Supporting data for "Dissecting the molecular determinants of the major multidrug efflux pump transporter MexB towards its antibiotic and physiological substrates: the extensively drug-resistant genotype PA154197 as a paradigm"

This dataset includes both the raw data and processed data resulting from analysis for my thesis titled with " Dissecting the molecular determinants of the major multidrug efflux pump transporter MexB towards its antibiotic and physiological substrates: the extensively drug-resistant genotype PA154197 as a paradigm ". PA154197 is a clinical strain isolated from a bloodstream infection at the Queen Mary Hospital in Hong Kong. To investigate the role of the RND efflux pump MexAB-OprM in cell physiology, I mainly conducted the measurement of virulence factors (PYO, proteolytic activities), in-vitro gene expression studies (RT-qPCR), in-vivo gene expression studies (promoter-lux reporter), the quantification of auto-inducer signals based on LC-MS/MS (3OC12-HSL, C4-HSL) or biosensor (AHQ). To study the MexB recognition determinants towards its substrates, a mexB mutant library was constructed using the native CRISPR-Cas system. Minimum inhibitory concentrations to different groups of antibiotics of these mutants were measured. The molecular docking analysis based on Autodock Vina was conducted to predict the possible ligand binding poses inside the distal binding pocket.
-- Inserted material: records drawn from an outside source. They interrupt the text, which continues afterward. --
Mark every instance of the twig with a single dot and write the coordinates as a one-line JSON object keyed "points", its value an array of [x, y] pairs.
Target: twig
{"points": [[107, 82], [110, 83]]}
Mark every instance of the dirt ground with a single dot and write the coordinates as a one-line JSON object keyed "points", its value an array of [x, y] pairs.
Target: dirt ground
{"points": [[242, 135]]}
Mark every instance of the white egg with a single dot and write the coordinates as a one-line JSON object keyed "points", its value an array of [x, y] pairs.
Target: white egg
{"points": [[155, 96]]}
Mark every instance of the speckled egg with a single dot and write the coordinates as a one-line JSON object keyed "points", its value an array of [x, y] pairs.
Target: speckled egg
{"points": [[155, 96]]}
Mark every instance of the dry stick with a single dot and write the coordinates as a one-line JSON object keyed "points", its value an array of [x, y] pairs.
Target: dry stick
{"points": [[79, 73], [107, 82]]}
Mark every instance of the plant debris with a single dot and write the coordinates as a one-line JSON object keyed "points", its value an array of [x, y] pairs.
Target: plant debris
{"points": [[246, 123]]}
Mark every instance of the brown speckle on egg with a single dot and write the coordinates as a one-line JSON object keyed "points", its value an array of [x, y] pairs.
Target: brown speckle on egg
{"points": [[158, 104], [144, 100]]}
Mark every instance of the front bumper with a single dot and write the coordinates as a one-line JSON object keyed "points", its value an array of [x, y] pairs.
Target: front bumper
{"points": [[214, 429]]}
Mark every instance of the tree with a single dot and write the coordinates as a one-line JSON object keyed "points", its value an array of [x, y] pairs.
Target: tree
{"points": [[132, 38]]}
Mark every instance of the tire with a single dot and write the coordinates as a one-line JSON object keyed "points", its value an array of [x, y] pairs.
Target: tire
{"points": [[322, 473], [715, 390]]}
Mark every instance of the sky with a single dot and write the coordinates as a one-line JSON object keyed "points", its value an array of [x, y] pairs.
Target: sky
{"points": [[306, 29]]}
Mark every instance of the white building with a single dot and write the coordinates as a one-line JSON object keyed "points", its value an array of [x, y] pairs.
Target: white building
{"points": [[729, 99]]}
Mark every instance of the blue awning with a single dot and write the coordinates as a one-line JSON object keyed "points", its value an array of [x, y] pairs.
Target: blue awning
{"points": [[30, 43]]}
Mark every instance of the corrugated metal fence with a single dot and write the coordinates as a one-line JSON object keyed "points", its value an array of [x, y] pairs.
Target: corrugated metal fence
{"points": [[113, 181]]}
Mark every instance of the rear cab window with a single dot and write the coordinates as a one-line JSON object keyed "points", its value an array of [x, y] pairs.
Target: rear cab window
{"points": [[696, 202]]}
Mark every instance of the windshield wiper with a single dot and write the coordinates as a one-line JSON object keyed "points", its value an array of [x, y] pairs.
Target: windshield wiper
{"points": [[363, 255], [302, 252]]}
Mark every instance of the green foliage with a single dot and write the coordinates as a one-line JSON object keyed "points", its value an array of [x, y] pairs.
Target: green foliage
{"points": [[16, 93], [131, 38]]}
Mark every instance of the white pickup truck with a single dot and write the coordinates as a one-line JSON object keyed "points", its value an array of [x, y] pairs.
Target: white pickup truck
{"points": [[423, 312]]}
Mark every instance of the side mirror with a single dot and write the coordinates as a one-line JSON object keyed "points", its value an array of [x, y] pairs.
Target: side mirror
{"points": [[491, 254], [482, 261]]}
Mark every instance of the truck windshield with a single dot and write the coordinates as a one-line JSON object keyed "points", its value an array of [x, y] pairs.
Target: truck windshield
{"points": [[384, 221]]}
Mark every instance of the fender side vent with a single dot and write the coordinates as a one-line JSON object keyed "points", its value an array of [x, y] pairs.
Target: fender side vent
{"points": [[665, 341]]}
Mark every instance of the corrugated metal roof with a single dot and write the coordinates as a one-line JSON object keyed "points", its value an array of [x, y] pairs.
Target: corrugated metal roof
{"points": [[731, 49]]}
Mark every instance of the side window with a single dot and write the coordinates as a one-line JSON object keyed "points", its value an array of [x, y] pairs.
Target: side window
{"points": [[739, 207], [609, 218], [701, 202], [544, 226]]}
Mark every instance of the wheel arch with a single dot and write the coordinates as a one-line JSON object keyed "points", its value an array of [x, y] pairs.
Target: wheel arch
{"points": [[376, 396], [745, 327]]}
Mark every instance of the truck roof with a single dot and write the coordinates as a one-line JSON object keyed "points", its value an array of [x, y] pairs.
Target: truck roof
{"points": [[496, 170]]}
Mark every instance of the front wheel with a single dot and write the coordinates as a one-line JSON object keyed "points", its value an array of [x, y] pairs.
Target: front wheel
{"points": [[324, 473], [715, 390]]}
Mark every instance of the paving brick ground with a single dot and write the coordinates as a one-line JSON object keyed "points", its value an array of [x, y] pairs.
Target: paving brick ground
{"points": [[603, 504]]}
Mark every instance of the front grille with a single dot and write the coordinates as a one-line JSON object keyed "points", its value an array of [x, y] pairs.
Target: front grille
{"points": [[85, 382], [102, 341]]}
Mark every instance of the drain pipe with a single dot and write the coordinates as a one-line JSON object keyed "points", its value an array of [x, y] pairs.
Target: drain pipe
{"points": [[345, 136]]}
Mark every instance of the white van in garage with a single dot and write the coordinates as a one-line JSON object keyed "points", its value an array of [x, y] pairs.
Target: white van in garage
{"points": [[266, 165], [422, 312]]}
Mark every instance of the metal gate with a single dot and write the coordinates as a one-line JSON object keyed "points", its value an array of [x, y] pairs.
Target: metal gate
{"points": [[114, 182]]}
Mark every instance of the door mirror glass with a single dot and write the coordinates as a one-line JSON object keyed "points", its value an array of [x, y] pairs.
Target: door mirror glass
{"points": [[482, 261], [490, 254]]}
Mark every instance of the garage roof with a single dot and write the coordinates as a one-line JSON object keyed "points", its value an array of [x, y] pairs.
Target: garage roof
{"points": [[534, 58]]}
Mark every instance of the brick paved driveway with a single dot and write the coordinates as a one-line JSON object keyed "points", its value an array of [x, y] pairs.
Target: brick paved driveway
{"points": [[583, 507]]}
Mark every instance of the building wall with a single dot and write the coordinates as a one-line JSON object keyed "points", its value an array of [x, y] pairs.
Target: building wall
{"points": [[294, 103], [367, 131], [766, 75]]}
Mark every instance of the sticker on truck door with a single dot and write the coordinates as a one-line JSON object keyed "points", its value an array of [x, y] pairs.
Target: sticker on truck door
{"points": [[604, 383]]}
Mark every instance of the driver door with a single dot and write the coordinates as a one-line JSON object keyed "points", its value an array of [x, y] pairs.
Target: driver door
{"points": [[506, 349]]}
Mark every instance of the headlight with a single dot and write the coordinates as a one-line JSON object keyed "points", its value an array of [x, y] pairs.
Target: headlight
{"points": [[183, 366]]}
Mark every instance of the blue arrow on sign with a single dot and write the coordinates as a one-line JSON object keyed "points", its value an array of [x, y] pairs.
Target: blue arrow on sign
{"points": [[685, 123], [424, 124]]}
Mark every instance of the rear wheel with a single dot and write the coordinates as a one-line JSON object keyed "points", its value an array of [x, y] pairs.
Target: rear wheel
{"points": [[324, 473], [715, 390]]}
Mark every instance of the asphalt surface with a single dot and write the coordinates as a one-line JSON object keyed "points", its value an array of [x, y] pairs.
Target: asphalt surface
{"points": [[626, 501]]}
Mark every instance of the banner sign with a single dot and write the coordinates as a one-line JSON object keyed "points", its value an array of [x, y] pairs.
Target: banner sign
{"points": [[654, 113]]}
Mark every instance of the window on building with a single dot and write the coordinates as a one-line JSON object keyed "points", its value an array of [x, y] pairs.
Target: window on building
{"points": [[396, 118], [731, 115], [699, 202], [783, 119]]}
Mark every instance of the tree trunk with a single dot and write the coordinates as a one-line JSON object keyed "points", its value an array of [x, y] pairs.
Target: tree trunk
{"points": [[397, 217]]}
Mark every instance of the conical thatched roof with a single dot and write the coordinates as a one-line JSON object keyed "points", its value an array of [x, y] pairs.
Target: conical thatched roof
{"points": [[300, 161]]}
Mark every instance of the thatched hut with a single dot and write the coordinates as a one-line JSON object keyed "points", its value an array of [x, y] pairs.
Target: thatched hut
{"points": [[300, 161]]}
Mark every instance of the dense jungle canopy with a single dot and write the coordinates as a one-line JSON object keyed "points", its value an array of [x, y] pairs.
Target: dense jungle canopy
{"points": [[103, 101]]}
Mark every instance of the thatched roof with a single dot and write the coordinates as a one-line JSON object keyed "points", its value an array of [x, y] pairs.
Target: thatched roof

本数据集包含题为《解析主要多重耐药外排泵转运蛋白MexB针对其抗生素与生理底物的分子决定簇——以广泛耐药基因型PA154197为研究范式》的学位论文相关的原始数据与经分析处理后得到的数据。PA154197是从香港玛丽医院血流感染样本中分离得到的临床菌株。为探究RND型外排泵（RND efflux pump）MexAB-OprM在细胞生理过程中的作用，本研究主要开展了以下实验：毒力因子（PYO、蛋白水解活性）检测、体外基因表达研究（实时定量聚合酶链反应（real-time quantitative polymerase chain reaction, RT-qPCR））、体内基因表达研究（启动子-lux报告系统）、基于液相色谱-串联质谱（liquid chromatography-tandem mass spectrometry, LC-MS/MS）的自诱导信号分子（3OC12-HSL、C4-HSL）或生物传感器（AHQ）的定量分析。为明确MexB对底物的识别决定簇，本研究利用天然CRISPR-Cas系统（clustered regularly interspaced short palindromic repeats-associated protein system）构建了mexB突变体库，并测定了这些突变体对不同类别抗生素的最低抑菌浓度（minimum inhibitory concentration, MIC）。此外，本研究基于Autodock Vina开展分子对接分析，以预测远端结合口袋内配体的潜在结合构象。